When the RPC() call returns immediately after launching the job, there would not yet BE any log messages to return. And when the job finishes sometime (potentially DAYS later), the function has already returned.

So, unless I misunderstand, we have two options for making librclone report real-time output (log messages):

  1. Set up an API as proposed above, where the client calls in periodically to fetch available log messages.

  2. Have the client pass in, during the initial RPC() call, a pointer to a function that rclone should call each time there is a log message to be handled.

It sounds like always caching the last 1,000 entries (with an option to increase that limit) is fine—the expected memory use would be about 1MB.

What if the log messages were handled like transfers? Store the messages on a per-job or per-group basis and allow the client to fetch only those messages for a particular job/group?

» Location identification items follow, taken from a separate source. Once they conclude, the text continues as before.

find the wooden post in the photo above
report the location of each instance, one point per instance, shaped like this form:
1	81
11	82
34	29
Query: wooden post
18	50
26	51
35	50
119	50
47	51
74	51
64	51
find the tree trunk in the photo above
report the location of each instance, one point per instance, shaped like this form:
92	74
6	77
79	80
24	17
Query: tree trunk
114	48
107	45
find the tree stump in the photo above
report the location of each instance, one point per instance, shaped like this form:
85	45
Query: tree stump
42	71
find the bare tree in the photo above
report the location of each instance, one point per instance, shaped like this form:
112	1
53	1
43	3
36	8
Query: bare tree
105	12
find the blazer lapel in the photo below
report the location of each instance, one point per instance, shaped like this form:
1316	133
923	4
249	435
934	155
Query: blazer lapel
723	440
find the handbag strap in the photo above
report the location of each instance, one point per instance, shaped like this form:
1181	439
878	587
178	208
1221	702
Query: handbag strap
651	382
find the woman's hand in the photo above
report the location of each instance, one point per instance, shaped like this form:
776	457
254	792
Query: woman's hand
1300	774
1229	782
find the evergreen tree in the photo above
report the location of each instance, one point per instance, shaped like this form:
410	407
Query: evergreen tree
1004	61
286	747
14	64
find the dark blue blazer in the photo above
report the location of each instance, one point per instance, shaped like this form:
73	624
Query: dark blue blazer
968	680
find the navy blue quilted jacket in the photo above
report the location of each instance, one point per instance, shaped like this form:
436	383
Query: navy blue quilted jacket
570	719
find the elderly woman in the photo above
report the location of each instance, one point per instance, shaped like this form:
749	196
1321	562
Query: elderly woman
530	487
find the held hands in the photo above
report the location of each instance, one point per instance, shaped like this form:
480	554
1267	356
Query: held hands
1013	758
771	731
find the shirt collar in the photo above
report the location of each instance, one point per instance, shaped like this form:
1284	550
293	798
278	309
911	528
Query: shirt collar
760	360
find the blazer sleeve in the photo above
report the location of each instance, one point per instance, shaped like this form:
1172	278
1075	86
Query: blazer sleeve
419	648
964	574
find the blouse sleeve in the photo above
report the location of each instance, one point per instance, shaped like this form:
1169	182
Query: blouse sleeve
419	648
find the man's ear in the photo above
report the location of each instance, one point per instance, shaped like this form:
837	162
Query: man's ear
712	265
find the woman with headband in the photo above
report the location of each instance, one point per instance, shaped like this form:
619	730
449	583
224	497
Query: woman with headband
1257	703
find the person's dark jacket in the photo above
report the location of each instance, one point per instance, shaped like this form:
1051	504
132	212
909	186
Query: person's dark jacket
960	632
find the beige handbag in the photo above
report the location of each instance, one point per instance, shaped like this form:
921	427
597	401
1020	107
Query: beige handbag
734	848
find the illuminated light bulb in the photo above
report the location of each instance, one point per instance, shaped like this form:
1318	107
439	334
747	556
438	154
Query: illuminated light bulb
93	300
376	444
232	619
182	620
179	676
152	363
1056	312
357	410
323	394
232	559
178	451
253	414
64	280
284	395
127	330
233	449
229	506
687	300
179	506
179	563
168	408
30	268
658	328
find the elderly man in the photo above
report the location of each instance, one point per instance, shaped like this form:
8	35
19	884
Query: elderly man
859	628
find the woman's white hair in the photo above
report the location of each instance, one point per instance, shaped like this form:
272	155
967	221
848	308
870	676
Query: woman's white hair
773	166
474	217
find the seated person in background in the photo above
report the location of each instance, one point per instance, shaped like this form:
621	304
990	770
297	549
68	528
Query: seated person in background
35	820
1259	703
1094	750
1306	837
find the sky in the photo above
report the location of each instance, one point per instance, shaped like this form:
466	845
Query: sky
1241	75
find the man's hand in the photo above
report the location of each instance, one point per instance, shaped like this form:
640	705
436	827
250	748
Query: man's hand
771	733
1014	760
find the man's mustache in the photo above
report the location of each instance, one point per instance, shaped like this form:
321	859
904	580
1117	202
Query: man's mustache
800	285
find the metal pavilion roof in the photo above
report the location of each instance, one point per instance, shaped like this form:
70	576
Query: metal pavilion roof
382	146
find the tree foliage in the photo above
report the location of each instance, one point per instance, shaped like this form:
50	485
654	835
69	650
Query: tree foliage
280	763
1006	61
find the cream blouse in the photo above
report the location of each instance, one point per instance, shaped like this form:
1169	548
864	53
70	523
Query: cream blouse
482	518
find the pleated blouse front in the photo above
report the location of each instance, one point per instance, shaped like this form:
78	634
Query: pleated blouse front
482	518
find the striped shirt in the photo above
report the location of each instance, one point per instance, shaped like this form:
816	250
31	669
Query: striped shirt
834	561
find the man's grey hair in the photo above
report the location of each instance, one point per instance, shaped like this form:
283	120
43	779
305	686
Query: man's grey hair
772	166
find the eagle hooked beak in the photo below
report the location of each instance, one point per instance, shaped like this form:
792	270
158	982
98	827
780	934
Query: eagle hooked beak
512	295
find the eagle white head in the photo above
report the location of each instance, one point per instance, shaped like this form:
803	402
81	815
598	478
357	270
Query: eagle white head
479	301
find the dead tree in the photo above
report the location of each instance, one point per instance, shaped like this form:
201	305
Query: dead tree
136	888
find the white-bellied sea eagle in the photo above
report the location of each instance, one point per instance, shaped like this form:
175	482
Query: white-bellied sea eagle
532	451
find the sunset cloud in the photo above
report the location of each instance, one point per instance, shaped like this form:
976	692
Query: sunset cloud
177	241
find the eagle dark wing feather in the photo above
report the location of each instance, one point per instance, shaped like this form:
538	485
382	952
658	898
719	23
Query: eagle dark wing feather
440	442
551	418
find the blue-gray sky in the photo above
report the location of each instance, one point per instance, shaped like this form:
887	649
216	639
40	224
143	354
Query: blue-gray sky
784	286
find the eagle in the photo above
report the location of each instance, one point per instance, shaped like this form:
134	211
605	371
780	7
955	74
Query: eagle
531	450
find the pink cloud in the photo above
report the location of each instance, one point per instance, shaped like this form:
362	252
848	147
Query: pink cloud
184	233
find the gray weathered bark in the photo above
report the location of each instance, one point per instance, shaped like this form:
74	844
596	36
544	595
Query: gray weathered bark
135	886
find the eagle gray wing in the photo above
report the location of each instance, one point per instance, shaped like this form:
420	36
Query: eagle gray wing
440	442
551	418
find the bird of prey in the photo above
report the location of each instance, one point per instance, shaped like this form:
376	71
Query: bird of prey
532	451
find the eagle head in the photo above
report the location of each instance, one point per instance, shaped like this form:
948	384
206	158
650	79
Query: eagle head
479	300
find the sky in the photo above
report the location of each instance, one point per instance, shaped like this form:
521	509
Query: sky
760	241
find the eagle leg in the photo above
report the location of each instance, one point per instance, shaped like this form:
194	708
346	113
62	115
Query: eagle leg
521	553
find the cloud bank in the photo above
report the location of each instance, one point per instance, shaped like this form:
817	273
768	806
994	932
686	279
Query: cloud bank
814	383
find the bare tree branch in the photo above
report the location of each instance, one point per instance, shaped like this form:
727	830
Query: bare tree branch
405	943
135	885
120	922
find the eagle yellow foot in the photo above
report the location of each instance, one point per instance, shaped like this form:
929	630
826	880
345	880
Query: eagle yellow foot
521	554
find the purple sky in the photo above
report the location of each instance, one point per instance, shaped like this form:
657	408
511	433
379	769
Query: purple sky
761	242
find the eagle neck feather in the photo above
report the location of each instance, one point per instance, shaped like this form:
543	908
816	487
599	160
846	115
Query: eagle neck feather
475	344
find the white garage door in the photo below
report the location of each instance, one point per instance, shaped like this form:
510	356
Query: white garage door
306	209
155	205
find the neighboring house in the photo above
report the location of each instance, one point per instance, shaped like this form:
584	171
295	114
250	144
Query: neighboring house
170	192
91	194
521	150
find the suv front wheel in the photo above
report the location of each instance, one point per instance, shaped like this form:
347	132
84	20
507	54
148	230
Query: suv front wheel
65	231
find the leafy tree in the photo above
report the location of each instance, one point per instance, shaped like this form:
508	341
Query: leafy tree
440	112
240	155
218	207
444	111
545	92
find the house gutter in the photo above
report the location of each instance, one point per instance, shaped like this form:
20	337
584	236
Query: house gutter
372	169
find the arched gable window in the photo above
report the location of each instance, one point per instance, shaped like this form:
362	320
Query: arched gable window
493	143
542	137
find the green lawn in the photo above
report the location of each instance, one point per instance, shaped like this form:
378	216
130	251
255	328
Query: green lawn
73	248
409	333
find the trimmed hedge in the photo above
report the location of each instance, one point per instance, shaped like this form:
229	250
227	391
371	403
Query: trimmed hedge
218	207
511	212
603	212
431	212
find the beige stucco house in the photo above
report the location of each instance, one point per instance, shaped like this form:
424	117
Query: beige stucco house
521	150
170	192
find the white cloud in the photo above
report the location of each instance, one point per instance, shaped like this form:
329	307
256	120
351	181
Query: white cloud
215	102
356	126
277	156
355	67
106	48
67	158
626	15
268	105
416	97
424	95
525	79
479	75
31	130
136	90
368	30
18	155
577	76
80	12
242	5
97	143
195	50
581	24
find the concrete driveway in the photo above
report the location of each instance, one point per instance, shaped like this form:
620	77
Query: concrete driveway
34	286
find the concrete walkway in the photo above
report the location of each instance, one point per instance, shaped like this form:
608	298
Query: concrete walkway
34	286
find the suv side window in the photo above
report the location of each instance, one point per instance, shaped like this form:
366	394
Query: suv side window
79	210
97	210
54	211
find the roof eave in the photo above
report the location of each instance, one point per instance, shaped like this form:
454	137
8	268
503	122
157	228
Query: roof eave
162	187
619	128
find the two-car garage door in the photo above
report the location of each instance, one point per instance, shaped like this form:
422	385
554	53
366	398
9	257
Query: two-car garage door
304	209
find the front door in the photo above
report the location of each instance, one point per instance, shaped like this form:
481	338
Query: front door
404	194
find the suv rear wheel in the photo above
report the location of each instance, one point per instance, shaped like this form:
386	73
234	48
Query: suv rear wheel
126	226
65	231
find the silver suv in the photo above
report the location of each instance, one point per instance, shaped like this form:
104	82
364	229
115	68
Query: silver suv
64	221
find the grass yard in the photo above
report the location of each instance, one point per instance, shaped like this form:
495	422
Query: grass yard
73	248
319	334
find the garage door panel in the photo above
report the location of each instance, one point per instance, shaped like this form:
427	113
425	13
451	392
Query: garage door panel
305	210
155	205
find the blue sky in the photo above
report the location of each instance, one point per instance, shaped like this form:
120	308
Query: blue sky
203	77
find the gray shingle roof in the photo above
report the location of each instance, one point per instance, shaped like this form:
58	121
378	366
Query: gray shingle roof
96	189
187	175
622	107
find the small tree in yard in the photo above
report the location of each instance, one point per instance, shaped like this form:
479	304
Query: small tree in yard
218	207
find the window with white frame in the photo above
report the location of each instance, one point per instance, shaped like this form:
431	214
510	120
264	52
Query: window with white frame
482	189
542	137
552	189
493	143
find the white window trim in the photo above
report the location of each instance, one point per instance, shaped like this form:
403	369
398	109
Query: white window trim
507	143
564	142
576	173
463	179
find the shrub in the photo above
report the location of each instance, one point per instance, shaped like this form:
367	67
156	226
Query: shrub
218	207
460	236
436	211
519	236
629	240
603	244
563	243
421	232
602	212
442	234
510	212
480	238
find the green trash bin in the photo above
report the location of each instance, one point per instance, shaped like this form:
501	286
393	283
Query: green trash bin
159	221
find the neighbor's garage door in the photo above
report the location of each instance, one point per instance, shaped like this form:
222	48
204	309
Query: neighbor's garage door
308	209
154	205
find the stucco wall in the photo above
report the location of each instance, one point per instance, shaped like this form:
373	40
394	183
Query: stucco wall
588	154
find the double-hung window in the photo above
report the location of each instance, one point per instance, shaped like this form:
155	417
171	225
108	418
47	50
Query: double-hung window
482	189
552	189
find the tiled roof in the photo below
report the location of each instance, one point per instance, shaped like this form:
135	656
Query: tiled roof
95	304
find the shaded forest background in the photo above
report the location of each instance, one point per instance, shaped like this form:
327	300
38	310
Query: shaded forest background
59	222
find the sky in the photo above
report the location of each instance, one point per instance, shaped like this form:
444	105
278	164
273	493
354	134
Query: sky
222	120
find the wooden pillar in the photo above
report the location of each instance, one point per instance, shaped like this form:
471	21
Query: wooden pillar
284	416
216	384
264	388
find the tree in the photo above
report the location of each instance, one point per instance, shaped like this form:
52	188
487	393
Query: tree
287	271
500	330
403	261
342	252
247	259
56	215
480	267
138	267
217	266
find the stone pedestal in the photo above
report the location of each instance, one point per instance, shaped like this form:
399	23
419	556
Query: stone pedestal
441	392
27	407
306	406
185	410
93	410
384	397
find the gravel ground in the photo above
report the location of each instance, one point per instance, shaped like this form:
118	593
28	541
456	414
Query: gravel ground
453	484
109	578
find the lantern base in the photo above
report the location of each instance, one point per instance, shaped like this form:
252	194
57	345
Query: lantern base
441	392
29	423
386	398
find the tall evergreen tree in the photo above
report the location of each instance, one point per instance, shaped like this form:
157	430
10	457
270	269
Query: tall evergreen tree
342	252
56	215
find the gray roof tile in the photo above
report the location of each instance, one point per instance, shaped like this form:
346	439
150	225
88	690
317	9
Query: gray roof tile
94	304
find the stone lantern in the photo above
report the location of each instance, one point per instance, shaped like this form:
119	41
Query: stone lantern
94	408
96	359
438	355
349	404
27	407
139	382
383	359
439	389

As for concurrent users: I think the “per-job” approach solves most of this (how likely is it multiple clients are interested in the output of a single job?) but the core/log operation could also take a parameter to specify whether the cached messages are purged after being sent. This would allow clients to keep the messages around if they needed to stay in the cache for other clients, etc.

No it doesn't.

That would require the ctx propagation changes above.

Its probably more likely a single client submitting multiple jobs in parallel.

I see a core/log being useful to get logging out to users. The ctx changes could be done after and would provide a different benefit.

So I'm in favour of a simple implementation of core/log it would be useful.